Reformed Christians (of which I am) are very uncomfortable with this kind of thinking. However, here is a piece of biblical evidence that helps validate this interpretation of James 4:2. Consider the familiar story of Moses coming down off Mount Sinai to find Israel worshiping the golden calves they had made. At this point (not the only one!), God was ready to destroy Israel and start over with Moses, "Now therefore let me alone, that my wrath may burn hot against them and I may consume them, in order that I may make a great nation of you" (Ex 32:10). But Moses interceded for them, "But Moses implored the LORD his God and said, 'O LORD, why does your wrath burn hot against your people? ... Turn from your burning anger and relent from this disaster against your people'" (Ex 32:11-12). God relented! (Ex 32:14)

Unless James 4:2 makes sense, the account of Exodus 32 should make someone even more uncomfortable. It reads as though God changed his mind, as if God is not immutable. But if God had chosen to decide the outcome based on Moses' response, then God is still unchanging and Moses' prayer affected the outcome of history. God's immutable choice was a fork in the road, and Moses was permitted to travel either branch. The same is true for our prayer life, even if we don't have the benefit of God's revelation on every choice we make.

Evangelism as Analogy

There is an important parallel to evangelism for those who subscribe to the doctrine of election. Hyper-Calvinists assert that Christians need not engage in evangelism because God will call whom he's predestined. They ignore their God-ordained responsibility in the Great Commission, that God uses us as the means of calling. Even though God knows who will be saved, we don't. It would be blasphemously presumptuous to pretend to know, and it's blatantly disobedient to ignore our call to make disciples.

Just as God uses his people to save those he's predestined, he uses the prayers of his people to accomplish his purposes. An omniscient God knows the outcome of all things--after all, he is God. God's omniscience does not mitigate our responsibility to pray or to evangelize. Do not subscribe to fatalism. Prayer changes things. God has ordained that prayer changes things. Otherwise, prayer would be incredibly superficial.

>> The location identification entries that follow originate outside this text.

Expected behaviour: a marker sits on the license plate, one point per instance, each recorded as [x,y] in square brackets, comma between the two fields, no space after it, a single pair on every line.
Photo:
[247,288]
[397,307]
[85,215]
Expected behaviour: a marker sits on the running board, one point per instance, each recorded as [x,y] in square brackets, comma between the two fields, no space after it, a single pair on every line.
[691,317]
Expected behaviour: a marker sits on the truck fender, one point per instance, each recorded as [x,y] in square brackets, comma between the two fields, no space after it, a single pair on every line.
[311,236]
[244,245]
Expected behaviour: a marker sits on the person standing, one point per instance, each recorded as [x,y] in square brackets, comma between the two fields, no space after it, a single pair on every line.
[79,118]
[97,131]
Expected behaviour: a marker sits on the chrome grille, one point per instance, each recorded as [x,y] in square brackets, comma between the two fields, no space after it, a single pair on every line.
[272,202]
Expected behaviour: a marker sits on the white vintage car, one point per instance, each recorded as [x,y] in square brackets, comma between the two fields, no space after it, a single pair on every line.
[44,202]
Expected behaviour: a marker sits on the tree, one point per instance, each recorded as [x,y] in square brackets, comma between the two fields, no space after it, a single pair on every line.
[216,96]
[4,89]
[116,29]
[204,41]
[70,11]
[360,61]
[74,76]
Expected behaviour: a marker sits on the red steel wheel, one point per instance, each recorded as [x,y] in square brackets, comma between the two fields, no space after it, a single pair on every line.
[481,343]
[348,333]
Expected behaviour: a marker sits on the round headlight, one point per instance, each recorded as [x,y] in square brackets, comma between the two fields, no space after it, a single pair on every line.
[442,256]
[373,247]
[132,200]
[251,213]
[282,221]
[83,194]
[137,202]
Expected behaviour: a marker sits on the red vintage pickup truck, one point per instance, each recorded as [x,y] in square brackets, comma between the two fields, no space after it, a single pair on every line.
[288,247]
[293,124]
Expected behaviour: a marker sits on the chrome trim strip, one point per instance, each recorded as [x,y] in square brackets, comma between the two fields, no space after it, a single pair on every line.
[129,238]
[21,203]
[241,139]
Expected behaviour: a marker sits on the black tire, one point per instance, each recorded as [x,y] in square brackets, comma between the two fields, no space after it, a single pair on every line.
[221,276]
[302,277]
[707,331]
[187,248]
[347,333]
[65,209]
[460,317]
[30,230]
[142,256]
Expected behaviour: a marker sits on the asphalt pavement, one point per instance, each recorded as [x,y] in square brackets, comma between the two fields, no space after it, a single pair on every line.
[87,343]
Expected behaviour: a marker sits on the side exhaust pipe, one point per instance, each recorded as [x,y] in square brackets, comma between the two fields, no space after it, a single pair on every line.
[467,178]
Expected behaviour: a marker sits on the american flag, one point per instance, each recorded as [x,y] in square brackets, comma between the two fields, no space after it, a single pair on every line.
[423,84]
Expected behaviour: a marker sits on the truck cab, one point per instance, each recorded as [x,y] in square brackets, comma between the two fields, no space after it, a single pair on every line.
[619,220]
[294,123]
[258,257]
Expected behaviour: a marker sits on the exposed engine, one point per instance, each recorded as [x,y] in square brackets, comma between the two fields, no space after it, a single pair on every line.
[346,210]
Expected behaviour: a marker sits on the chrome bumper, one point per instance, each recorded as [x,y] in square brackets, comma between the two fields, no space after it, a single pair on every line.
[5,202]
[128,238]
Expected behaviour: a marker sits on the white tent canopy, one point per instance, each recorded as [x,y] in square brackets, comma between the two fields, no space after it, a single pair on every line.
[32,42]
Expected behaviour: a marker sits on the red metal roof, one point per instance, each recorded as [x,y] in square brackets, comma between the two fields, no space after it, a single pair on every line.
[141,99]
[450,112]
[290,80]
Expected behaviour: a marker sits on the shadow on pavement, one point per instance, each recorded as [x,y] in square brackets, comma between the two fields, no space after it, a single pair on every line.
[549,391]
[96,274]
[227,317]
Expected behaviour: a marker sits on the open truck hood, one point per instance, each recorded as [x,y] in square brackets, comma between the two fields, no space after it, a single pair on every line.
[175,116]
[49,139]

This does not mean that God is not sovereign over those conditional outcomes, our choices or the results. If you trace back all the conditionals leading to a person's conversion, we'll see a person is chosen in God before the foundation of the world. Perhaps God will grant us the understanding of this interplay as we look back in history from an eternal perspective.

Encouragement

Hopefully this is an encouragement to pray. We have too much to do to NOT pray. And we have too many impossible tasks, like winning souls, to ignore our call to prayer. Let's seek the face of God as wrestle with our Lord in earnest prayer.